How DevOps and Development Can Adapt to the New Normal - Part 5
November 20, 2020

DEVOPSdigest posed the following question to the development community: How should DevOps and development adapt to the new normal? In response, DevOps industry experts offered their best recommendations for how development teams can adapt to this new remote work environment. Part 5, the final installment in the series, covers security.

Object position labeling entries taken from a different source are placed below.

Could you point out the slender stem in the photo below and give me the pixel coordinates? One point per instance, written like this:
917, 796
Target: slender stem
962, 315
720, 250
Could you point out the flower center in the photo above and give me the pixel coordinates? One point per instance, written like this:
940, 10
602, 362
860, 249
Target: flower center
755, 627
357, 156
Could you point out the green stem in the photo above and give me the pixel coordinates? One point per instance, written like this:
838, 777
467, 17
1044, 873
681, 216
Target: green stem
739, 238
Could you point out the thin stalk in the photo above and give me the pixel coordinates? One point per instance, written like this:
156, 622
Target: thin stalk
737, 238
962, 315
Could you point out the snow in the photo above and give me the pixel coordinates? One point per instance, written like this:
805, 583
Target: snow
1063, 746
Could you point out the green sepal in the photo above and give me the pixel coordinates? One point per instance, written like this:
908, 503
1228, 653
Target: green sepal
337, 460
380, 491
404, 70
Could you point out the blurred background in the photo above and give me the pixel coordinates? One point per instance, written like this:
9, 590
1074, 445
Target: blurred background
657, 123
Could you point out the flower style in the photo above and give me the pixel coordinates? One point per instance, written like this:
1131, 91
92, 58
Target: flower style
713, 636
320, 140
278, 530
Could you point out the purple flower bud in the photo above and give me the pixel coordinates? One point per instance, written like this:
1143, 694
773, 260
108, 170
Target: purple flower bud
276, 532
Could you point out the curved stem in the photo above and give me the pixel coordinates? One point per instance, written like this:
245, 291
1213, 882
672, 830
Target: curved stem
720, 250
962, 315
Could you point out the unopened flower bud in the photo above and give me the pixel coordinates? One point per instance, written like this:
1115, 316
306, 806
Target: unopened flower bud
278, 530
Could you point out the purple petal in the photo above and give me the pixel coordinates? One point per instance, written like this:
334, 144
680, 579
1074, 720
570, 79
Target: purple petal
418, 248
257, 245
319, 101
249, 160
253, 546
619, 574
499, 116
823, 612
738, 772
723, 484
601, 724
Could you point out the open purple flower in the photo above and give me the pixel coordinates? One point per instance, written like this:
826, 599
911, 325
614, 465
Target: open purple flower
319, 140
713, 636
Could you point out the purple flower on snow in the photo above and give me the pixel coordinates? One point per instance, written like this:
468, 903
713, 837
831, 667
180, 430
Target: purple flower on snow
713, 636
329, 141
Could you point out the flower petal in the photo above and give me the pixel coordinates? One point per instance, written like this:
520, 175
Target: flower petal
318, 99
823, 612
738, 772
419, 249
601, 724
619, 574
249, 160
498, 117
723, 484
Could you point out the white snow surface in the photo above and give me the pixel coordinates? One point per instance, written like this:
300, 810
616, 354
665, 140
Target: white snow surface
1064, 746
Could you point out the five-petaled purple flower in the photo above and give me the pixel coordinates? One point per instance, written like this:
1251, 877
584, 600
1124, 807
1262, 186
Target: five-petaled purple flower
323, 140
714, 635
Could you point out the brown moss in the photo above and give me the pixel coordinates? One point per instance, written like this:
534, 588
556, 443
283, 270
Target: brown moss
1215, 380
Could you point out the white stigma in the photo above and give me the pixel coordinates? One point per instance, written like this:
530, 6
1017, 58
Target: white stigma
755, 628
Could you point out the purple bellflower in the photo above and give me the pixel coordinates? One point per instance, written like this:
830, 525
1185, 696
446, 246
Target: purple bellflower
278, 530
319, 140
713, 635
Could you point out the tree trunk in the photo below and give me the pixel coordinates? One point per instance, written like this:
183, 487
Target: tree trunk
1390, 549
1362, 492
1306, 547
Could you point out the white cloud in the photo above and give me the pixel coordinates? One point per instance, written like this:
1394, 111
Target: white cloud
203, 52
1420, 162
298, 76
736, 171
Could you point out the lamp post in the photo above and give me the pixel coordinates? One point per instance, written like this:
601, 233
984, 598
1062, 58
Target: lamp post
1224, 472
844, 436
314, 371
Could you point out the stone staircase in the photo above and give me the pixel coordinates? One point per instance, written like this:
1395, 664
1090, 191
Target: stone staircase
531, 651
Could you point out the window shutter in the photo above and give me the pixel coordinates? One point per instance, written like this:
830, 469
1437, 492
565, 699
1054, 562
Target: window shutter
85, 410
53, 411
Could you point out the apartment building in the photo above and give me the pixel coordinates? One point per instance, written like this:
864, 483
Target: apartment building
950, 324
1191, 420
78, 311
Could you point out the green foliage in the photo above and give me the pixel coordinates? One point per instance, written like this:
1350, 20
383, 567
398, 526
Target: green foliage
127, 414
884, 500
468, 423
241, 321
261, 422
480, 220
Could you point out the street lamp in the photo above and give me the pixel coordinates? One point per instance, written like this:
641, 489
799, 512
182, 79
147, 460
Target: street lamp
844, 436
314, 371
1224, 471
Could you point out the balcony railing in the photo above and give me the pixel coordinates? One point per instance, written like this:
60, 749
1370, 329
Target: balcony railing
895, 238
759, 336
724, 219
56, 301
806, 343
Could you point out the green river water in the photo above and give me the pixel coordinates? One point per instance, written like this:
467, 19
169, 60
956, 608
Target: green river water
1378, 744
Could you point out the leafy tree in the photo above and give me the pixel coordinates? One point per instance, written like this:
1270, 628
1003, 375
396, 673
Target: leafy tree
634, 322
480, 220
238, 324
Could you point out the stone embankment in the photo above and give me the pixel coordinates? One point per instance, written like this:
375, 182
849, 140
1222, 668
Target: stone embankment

Start with: How DevOps and Development Can Adapt to the New Normal - Part 1

Start with: How DevOps and Development Can Adapt to the New Normal - Part 2

Start with: How DevOps and Development Can Adapt to the New Normal - Part 3

Start with: How DevOps and Development Can Adapt to the New Normal - Part 4

DEVSECOPS CULTURE

For a long-term, remote work environment to be safe and successful, security tools and processes need to be fully integrated throughout every stage of the development cycle. It's time to build a DevSecOps culture. To do this, form a team that seamlessly embeds security within engineering. You'll need security team members to have expertise up and down the stack — think networking, application access, compliance and architecture. Have security take part in standups and help with scrum planning and execution. Set up real time communications channels, like a Slack channel and email alias — destinations where developers can get input from security as they code. The result? Developers know they can solicit feedback from security at any point in the development lifecycle. And that creates a full-on, immediate feedback loop, which makes it rare that security concerns bubble up in the late stages of the development cycle.
Rob Juncker
CTO, Code42

BALANCE SPEED WITH SECURITY

While deployments are faster with individual contributors working remotely, DevOps leaders need to make sure that they balance the speed with security in order to successfully transition and adapt to remote work.
Rahul Varshneya
Co-Founder and President, Arkenea

AUTOMATED SECURITY

The COVID-19 pandemic has changed working conditions in a profound way. Budget cuts and new workflows owing to a remote structure are causing new strains on DevOps teams. In the face of these challenges, the use of automated technologies and approaches across the entire development cycle must become a priority for improving operational efficiency. The functionality these tools provide by boosting productivity without increasing costs or slowing development cycles has become essential, especially as the pandemic accelerates the rate of patches and new releases as organizations attempt to adapt to this new normal. As organizations adjust existing DevOps methodologies in the context of the pandemic with the goal of increasing release frequency, automated security technologies within the continuous integration, delivery, and deployment (CI/CD) toolchain will be key to maintaining agility.
Matt Rose
Global Director Application Security Strategy, Checkmarx

The pandemic and resultant work from home of IT and development teams has increased the vulnerability of software. Strong security measures are needed to be in place before every deployment. Automated security checks for checking vulnerabilities in your architecture are a must when teams are working remotely. Automated infrastructure checks need to be implemented to minimize the chances of vulnerabilities through human error.
Rahul Varshneya
Co-Founder and President, Arkenea

APPLICATION SECURITY AUTOMATION AND ORCHESTRATION

The new normal of a highly remote workforce is increasing the requirements for DevOps teams to deliver software capabilities — fast. As DevOps takes off, the spotlight is shining on the need for strong security around those applications. And while developers are now being measured on both the quality and security of their code, they lack the tools and skills needed to meet security expectations. What developers need is an application security automation and orchestration platform that unifies DevOps and security teams by making it easy to integrate security into development without changing the way developers work. By doing so, these teams are able to join forces to ensure the software they deliver is of the highest quality — and the most secure possible.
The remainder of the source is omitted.